Rule 8: Pitching “sleepers” are guys who get outs, but need to improve command/control
As I went through the “rules” for hitters, I emphasized that hitters need some level of “all-around” skill to survive in the major leagues. For pitchers, however, that is not necessarily the case.
Some pitchers can make it primarily by getting the advantage on the hitter by throwing strikes and avoiding balls. Marco Estrada of the Brewers was the most extreme example I found, with 9.3 K/9 and just 1.9 BB/9. Problem is, of course, that putting the ball in the the strike zone every time means you just might be serving up balls that can be hit. And, Estrada, not surprisingly, gave up 18 homers and had a .419 SLG against.
Others go the opposite way, in which the strike zone doesn’t matter as much as throwing pitches that can’t be hit effectively. Kyle Farnsworth of Tampa Bay has made a career of this approach — walking a ton, but bringing enough heat to stay afloat.
Of course, it is better to have both, and the guys who can throw unhittable strikes are going to get their big dough (Craig Kimbrel in 2012: 116 K, just 14 walks and a 1.01 ERA).
What about finding “sleepers” among prospects? The best place to look is among guys who are getting outs and limiting damage, but need improvement with command/control. The latter can often come with experience and work on mechanics. If they can succeed without command/control, then it say a lot about their “stuff.”
Not that I would call him a “sleeper” (as a No. 2 overall pick in the draft), but Danny Hultzen of the Mariners went through some manner of issues once he was promoted to AAA last season. His command went on the frizz and his walk rate and ERA ballooned. But … he was still relatively effective in terms of what he was giving up. His SLG-against in AAA was .353, still very good considering he was struggling to throw strikes. His numbers indicate that Hultzen will be more than fine once he smooths out whatever was bothering him.

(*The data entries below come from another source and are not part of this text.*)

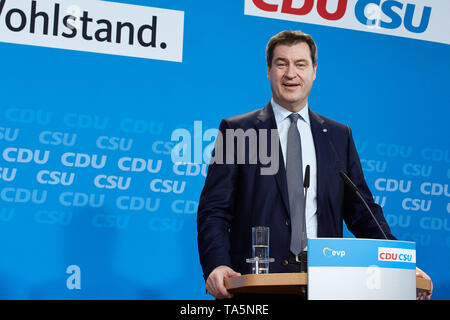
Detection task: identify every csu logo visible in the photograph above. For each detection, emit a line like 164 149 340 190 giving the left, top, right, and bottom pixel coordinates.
355 0 431 33
323 247 346 257
251 0 432 34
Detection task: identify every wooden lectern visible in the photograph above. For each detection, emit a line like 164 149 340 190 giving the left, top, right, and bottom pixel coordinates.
225 238 432 299
225 272 432 294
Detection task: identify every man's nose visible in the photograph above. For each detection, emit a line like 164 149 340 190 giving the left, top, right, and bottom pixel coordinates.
285 64 297 78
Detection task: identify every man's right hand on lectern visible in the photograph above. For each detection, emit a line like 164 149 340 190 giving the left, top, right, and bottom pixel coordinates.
206 265 241 299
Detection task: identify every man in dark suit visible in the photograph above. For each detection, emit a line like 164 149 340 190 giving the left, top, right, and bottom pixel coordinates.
197 30 431 299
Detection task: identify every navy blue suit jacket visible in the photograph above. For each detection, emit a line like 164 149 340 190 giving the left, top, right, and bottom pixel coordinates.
197 103 395 280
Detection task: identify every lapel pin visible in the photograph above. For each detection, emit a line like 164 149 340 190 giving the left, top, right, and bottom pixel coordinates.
323 128 328 133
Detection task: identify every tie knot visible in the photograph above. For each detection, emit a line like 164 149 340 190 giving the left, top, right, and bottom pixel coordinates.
289 113 300 124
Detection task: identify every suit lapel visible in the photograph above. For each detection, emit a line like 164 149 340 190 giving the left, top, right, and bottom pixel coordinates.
255 103 291 217
309 109 333 214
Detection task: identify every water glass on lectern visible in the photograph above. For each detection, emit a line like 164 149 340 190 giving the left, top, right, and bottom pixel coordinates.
247 226 274 274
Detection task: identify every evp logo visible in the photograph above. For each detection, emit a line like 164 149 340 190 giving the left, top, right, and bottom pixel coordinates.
323 247 346 257
378 247 415 263
245 0 449 45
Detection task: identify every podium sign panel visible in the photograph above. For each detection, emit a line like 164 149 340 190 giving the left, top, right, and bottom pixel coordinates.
308 238 416 300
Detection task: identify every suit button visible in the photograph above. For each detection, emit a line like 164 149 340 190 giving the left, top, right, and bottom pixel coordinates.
282 260 289 266
285 219 290 226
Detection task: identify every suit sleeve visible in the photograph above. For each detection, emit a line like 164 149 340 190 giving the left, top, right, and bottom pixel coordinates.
342 126 396 240
197 119 238 280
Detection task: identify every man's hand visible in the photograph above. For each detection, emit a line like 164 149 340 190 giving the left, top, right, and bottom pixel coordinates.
416 267 433 300
206 265 241 299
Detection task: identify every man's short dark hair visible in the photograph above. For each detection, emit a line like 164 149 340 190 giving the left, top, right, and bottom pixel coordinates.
266 30 318 68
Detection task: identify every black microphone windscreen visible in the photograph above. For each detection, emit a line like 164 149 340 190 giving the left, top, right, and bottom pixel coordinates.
304 165 310 188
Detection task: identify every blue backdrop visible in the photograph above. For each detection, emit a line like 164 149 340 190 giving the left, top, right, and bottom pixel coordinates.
0 0 449 299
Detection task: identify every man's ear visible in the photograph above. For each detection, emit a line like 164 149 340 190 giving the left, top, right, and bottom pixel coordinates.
313 63 318 81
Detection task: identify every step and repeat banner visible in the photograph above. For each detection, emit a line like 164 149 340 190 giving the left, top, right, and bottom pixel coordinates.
0 0 448 299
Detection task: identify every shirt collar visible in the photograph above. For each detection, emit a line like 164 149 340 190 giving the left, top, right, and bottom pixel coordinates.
271 98 311 126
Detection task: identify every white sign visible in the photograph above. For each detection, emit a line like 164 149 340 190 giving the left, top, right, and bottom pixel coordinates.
245 0 450 45
0 0 184 62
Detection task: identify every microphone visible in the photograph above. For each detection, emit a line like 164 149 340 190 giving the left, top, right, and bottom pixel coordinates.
303 165 310 222
338 170 388 240
299 165 310 258
304 165 310 189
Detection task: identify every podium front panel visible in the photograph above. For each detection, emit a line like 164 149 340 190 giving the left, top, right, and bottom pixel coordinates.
308 238 416 300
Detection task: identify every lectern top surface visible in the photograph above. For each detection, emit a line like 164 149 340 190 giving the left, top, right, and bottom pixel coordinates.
308 238 416 270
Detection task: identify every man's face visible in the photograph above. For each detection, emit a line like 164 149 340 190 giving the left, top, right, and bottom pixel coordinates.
268 42 317 111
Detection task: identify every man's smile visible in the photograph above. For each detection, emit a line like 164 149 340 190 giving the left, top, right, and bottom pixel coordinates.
282 83 301 88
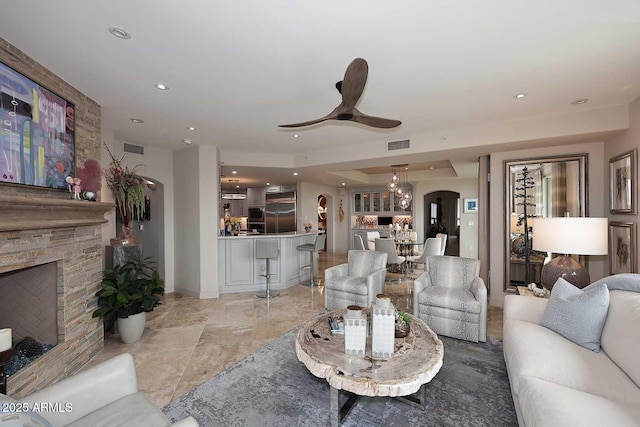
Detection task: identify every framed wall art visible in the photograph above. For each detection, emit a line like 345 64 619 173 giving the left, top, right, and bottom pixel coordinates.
0 61 75 190
609 221 636 275
463 198 478 213
609 149 636 214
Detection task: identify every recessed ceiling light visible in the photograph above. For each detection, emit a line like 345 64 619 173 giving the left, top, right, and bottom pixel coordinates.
514 93 527 99
183 139 192 145
571 98 589 105
342 183 346 186
232 170 237 174
293 172 298 176
108 26 131 40
155 83 169 90
188 126 196 131
130 118 144 123
293 134 299 138
266 182 270 186
236 185 240 189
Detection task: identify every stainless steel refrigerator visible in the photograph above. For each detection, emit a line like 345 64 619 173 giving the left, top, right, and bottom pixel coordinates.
265 191 296 233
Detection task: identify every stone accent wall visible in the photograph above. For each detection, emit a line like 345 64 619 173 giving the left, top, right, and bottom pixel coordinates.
0 196 113 397
0 223 106 397
0 40 109 397
0 38 101 199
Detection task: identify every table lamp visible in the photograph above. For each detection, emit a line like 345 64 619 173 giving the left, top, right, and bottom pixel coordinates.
532 217 608 289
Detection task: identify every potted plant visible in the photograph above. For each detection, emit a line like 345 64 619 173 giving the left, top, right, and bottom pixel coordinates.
92 256 164 343
103 142 146 245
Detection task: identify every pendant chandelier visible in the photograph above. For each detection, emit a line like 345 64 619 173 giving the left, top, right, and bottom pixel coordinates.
387 164 412 209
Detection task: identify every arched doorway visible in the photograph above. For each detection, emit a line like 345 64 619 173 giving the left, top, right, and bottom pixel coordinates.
116 177 165 278
424 191 460 256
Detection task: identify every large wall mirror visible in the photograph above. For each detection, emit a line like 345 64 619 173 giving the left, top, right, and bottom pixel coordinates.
504 154 588 291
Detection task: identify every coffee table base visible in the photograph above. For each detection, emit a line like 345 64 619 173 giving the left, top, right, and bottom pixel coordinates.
330 384 427 426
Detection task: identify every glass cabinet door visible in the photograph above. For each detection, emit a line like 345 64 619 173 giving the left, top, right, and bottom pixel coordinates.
373 192 381 212
354 193 361 212
363 192 371 212
382 191 391 212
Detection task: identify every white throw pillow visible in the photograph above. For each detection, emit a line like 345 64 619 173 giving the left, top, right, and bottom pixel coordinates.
540 277 610 352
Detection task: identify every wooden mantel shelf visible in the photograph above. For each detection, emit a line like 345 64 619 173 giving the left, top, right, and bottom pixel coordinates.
0 195 115 232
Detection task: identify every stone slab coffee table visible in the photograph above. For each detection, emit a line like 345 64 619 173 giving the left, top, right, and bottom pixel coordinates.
295 309 444 426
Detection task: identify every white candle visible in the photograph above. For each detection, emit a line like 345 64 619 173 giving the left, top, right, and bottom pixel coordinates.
0 328 11 352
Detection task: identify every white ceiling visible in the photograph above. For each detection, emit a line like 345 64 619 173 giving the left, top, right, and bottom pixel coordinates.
1 1 639 190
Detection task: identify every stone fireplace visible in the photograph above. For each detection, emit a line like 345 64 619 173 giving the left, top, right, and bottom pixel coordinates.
0 262 59 349
0 195 112 397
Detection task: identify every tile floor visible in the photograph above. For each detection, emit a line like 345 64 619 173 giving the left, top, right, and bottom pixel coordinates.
84 252 503 408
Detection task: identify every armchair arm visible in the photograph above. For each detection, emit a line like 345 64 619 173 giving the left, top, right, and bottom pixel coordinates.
21 353 138 426
366 267 388 306
413 272 433 316
503 294 548 323
324 263 348 282
469 277 488 342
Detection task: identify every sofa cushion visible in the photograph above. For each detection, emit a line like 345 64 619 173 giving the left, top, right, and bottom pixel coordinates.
502 318 640 406
518 376 640 427
540 278 609 351
66 392 170 427
600 289 640 389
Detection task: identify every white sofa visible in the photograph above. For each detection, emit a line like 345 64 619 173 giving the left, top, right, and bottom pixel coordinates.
0 353 198 427
503 274 640 427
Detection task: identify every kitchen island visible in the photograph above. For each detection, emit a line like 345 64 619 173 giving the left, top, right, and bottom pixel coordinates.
218 231 321 294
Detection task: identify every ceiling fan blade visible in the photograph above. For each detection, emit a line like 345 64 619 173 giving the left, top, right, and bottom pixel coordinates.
340 58 368 108
352 108 401 129
278 108 340 128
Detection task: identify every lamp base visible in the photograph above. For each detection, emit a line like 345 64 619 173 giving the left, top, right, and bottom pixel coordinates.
541 255 590 290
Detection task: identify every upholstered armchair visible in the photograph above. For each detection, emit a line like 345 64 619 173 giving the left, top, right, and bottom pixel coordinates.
324 250 388 310
413 256 487 342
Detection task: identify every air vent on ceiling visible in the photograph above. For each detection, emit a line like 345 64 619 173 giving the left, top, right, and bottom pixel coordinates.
123 143 144 155
386 139 410 151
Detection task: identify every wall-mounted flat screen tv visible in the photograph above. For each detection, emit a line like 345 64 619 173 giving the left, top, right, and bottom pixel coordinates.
0 61 75 190
378 216 393 226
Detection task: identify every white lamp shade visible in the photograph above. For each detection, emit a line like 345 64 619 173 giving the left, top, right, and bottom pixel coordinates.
532 217 608 255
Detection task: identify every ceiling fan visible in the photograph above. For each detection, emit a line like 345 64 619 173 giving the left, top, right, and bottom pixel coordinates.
279 58 401 129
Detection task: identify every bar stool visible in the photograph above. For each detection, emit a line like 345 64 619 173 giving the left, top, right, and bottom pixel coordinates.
256 239 280 298
297 234 326 286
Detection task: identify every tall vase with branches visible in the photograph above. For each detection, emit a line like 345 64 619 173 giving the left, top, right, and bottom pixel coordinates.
514 166 536 284
104 142 146 245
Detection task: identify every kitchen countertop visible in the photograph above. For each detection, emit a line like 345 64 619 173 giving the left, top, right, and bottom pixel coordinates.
218 231 322 239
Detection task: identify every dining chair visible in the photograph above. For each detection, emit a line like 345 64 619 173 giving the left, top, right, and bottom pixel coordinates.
353 234 367 251
366 231 381 250
407 237 441 273
435 233 448 255
374 238 406 278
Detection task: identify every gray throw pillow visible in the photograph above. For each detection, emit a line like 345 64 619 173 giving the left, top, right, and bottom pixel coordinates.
540 277 610 352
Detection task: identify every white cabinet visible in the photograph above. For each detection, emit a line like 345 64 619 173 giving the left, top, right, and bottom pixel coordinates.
246 187 266 207
228 199 247 217
225 239 254 286
352 187 411 214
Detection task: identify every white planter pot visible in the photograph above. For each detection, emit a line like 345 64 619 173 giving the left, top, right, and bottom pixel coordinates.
116 311 146 344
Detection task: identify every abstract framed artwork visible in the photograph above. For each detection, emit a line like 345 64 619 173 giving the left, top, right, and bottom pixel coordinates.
463 198 478 213
609 149 636 214
0 61 75 190
609 221 636 275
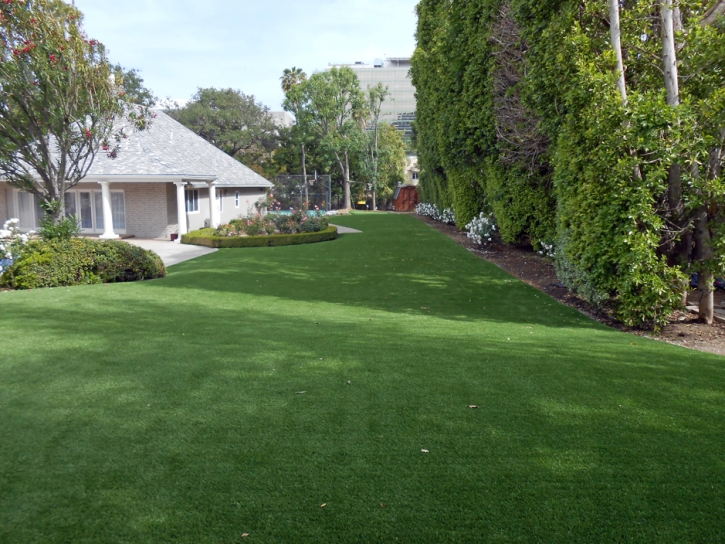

Such an approach appears to forecast good things for Phillies reliever Jake Diekman. Despite having little control over the strike zone (6.6 BB/9), Diekman wasn’t giving hitters anything they could do much with — only 0.3 HR/9 (consistent with what he was doing in the minors) and a .327 SLG-against. If he can figure out how to bring that walk rate down, Diekman’s “stuff” makes him look like a good bet.